Gold riskier than you think?
December 21, 2009 by StockNod · Print This Article
A speculative economy and cloudy outlook in the financial markets has sent investors flocking to gold in 2009. Before you take the plunge with what’s left of your savings and investments, take a closer look at what’s making this metal shine.
Recent email inquiry from a Stocknod member “With the recent upheaval in the economy and forecasts of a “second bubble”, I want to shift more of our investments in our 401k into precious metals (gold/silver). My financial advisor scoffs at this thought — like I’m a weirdo “gold/precious metal bug,” and I’m not. I just want to protect our 401K after the disastrous hit it took last year. What are some funds I could buy?”
First let me say that investment managers shouldn’t be scoffing at anyone these days. And you don’t have to be a “weirdo gold bug” to benefit from buying precious metals. My concern with Gold as posted by several of my blogs is that investors have been piling into gold for good reason, and there’s nothing wrong with the logic behind the case for buying. Gold has traditionally done very well in times of financial upheaval because of its perceived as a “safe investment” that can do no wrong.
The price of gold typically rises when the value of US Dollar falls. Similar to a lot of commodities. As the Federal Reserve and U.S. government have flooded the world with paper money to try to revive the global economy, gold bulls argue that it’s only a matter of time before inflation returns. Surging prices for goods also push gold prices higher.

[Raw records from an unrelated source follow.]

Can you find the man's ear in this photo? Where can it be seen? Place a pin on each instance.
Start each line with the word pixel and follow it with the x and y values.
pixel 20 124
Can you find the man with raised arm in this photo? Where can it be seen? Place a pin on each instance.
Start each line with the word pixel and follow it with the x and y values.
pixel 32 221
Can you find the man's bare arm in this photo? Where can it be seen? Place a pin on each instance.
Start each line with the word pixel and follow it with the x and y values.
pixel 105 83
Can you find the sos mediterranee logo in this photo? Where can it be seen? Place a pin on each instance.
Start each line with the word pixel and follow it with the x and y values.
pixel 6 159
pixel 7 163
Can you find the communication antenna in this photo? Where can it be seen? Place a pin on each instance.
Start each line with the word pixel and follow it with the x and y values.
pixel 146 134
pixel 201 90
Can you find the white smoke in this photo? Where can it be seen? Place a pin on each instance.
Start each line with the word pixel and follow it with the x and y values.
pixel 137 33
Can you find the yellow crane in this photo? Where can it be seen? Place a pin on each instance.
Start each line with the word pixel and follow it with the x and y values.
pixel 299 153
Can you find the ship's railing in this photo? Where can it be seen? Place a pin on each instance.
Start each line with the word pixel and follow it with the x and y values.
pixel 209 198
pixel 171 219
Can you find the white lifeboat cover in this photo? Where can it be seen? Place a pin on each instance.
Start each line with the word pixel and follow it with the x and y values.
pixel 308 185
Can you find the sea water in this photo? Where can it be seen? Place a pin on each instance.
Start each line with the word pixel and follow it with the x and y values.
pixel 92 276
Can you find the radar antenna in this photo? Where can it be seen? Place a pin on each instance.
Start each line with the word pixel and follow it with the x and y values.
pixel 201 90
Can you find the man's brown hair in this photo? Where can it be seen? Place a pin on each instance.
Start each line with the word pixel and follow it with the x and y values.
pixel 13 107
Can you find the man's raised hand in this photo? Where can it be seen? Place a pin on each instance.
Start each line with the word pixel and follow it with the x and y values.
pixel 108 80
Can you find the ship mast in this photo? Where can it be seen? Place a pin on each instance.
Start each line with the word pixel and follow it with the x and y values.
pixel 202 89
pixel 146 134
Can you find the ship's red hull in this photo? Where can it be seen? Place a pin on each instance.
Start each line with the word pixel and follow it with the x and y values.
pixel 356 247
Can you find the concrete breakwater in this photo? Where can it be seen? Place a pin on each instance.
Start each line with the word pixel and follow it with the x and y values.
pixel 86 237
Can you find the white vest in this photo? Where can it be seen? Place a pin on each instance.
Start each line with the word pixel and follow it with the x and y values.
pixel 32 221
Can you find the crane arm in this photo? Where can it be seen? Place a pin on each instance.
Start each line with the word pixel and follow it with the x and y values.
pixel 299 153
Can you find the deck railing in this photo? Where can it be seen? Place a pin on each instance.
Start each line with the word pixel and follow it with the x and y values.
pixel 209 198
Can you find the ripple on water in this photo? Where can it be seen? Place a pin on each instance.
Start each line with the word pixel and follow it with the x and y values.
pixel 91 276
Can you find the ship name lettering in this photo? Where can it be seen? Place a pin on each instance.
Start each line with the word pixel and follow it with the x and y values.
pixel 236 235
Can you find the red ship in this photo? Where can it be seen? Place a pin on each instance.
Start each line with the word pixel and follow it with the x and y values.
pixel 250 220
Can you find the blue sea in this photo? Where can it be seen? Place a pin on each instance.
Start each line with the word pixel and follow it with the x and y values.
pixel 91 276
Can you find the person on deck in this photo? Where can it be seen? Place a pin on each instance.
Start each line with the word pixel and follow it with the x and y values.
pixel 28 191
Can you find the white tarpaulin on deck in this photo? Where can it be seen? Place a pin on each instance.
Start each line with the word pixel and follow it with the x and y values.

All of these conditions have helped spark big demand for gold, which creates additional upward pressure on prices. But keep in mind that gold prices can fall sharply with little notice. So while it may provide a useful hedge, it’s not a great place to stash your entire nest egg. Especially with prices already through the roof.
Investors who did so in the late 1970s learned the hard way why gold can be so risky. As inflation raged, gold prices doubled in the ten months that ended in October 1979. Governments appeared powerless to stop the corrosive price spiral. Interest rates remained high because anyone lending paper money worried about its rapid loss of value. By January, 1980, gold prices had doubled again to hit $850 an ounce.
The Fed’s unprecedented moves to keep short-term interest rates at zero by flooding the system with cash is certainly cause for concern.
There’s little evidence of inflation in the economy today; the large excess capacity in housing, manufacturing capacity and labor markets are creating a big damper on prices. But if central bankers wait too long to mop up all that money, it could spark a fresh outbreak of inflation.
If you’re worried about inflation, there may be better ways to hedge. The price of metals like copper will likely rise if the global economy picks up and demand increases, especially in the developing world. (The same is true for oil.) For individual investors, there are a number of funds or ETFs that offer you a diversified basket of commodities. Take a look at Pro Shares Ultra Gold EFF.